The Android team was made aware of a number of malicious applications published to Android Market on Tuesday evening, Google said. The malicious applications were identified and removed.

The applications took advantage of known vulnerabilities which don?t affect Android versions 2.2.2 or higher. For affected devices, Google believes that the only information the attacker(s) were able to gather was device-specific (IMEI/IMSI, unique codes which are used to identify mobile devices, and the version of Android running on users' device).
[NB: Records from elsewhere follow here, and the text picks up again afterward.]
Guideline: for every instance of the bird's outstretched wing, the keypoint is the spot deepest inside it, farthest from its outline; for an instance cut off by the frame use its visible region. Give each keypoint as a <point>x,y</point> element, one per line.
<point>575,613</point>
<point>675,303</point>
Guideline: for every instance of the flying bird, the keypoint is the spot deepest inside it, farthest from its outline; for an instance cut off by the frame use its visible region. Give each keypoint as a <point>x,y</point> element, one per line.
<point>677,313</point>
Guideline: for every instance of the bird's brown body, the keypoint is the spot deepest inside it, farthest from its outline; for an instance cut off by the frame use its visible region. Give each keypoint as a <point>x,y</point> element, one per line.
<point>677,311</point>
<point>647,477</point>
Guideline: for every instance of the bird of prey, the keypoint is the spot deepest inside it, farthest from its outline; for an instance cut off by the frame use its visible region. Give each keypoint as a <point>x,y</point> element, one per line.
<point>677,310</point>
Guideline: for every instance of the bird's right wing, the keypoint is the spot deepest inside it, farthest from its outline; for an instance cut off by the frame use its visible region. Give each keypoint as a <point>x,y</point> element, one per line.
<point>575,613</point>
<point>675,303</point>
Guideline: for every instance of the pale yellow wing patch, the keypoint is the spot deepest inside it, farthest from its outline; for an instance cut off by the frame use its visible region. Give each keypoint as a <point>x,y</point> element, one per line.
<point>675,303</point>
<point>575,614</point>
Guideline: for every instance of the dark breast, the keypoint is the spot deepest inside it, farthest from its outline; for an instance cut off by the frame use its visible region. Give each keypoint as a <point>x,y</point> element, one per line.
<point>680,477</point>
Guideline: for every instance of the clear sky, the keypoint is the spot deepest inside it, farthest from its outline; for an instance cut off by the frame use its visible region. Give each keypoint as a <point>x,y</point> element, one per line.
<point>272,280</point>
However, given the nature of the exploits, the attacker(s) could access other data.

In order to protect those who downloaded a malicious application, Google removed the malicious applications from Android Market, suspended the associated developer accounts, and contacted law enforcement about the attack.

Google is also remotely removing the malicious applications from affected devices and is pushing an Android Market security update to all affected devices that undoes the exploits to prevent the attacker(s) from accessing any more information from affected devices.

Users with affected devices will receive an email from android-market-support@google.com over the next 72 hours, the company said. They will also receive a notification on their device that "Android Market Security Tool March 2011" has been installed, or receive notification(s) on their device that an application has been removed.

"We always encourage you to check the list of permissions when installing an application from Android Market. Security is a priority for the Android team, and we?re committed to building new safeguards to help prevent these kinds of attacks from happening in the future, " Rich Cannings, Android Security Lead posted in a blog.

With the adoption of so many new mobile platforms, combined with the lack of security awareness and mobile safeguards, security experts expect cybercriminals to target mobile devices.